Osteosarcoma (OS), stemming from bone‐forming mesenchymal cell, is a primary malignant bone tumour for children and adolescents.1 Despite great progression has been made in early diagnosis and combination treatment of human OS, the prognosis of patients, especially with recurrent and metastatic sarcomas, still remains poor.2 Therefore, it is urgent need to understand the molecular mechanism of OS carcinogenesis to unearth reliable diagnostic and therapeutic targets for the treatment of this disease.

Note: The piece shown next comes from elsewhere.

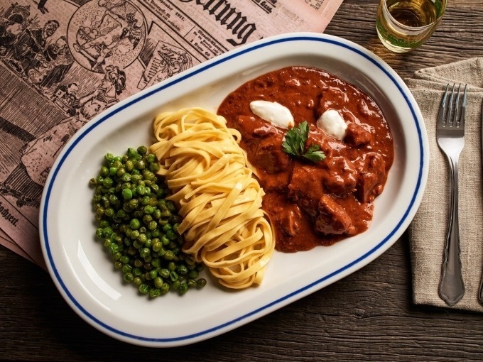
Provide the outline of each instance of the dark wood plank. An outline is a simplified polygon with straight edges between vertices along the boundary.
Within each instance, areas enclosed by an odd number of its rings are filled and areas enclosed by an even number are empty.
[[[326,33],[374,52],[403,77],[483,55],[483,3],[453,1],[420,49],[387,51],[376,0],[345,0]],[[43,361],[482,361],[483,316],[411,302],[408,240],[291,305],[199,344],[158,350],[105,336],[81,319],[49,275],[0,248],[0,359]]]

Long non‐coding RNAs (lncRNAs) are a family of over 200‐nucleotide RNA molecules in length without protein‐coding capacity.3 Long non‐coding RNAs have been reported to be involved in regulating various biological procession, such as cell proliferation, apoptosis, differentiation and invasion.4, 5 Recently, a number of lncRNAs have been demonstrated to be abnormally expressed in various cancers, and play crucial roles in initiation and development of various cancers. 6, 7 Many lncRNAs were identified to implicate in regulating OS pathogenesis such as cell growth, apoptosis and metastasis, suggesting that lncRNA could serve as a diagnosis marker and therapy target for OS.8, 9

Recently, long intergenic non‐protein coding RNA, regulator of reprogramming (lncRNA‐ROR) was found to be up‐regulated, and function as oncogene in non‐small lung cancer,10 breast cancer,11 renal cancer,12 prostate cancer,13 esophageal squamous cell carcinoma14 and hepatocelluar carcinoma.15 However, its potential prognostic value and biological function in OS have not yet been explored. In our study, we tried to study the prognostic value and biological function of ROR in OS. Our data revealed that ROR expression was up‐regulated in OS tissues and cell lines. ROR knockdown significantly inhibited OS cell proliferation, colony formation, migration and invasion by partially regulating the miR‐206. These findings suggested that ROR might be a potential target for the diagnosis and treatment of OS.

MATERIALS AND METHODS

Tissue samples

The human OS tissues (OS) and the adjacent normal bone tissues (ANT) were obtained from 48 OS patients who received surgical treatment at China‐Japan Union Hospital of Jilin University (Changchun, China). None of patients received chemotherapy or radiotherapy prior to surgery. All tissues were immediately frozen and stored in liquid nitrogen for further analysis. The use of human tissues was approved by the author hospital's ethics committees. All patients or their family members signed a written consent form. Clinical and pathological data were acquired from the medical records, and listed in Table1.

Table 1

Correlation between clinicopathological features and regulator of reprogramming (ROR) expression in 48 patients with osteosarcoma

Variables	No. of cases	ROR expression		P value
		High (n %)	Low (n %)
Age (y)				P > 0.05
<20	28	16 (57.1)	12 (42.9)
≥20	20	10 (50.0)	10 (50.0)
Gender				P > 0.05
Male	25	14 (56.0)	11 (44.0)
Female	23	12 (52.2)	11 (47.8)
TNM stage				P < 0.01
I‐II	37	16 (43.2)	21 (56.8)
III‐IV	11	10 (90.9)	1 (9.1)
Tumour size				P > 0.05
<3 cm	30	16 (53.3)	14 (46.7)
≥3 cm	18	10 (55.6)	8 (44.4)
Metastasis				P < 0.01
No	38	16 (42.1)	16 (57.9)
Yes	10	10 (100)	0 (0)

TNM, tumour‐node‐metastasis.

Cell culture

The established human OS cell lines including Saos‐2, U2OS, MG‐63 and 143B and normal human osteoblasts, hFOB 1.19, were purchased from American Type Culture Collection (Manassas, USA), were maintained in Dulbecco's modified Eagle's medium (DMEM; Gibco, CA, USA) containing with 10% foetal bovine serum (FBS, Gibco) and 100 units/mL of penicillin and streptomycin (Invitrogen, CA, USA) in a humidified 5% CO2 incubator at 37°C.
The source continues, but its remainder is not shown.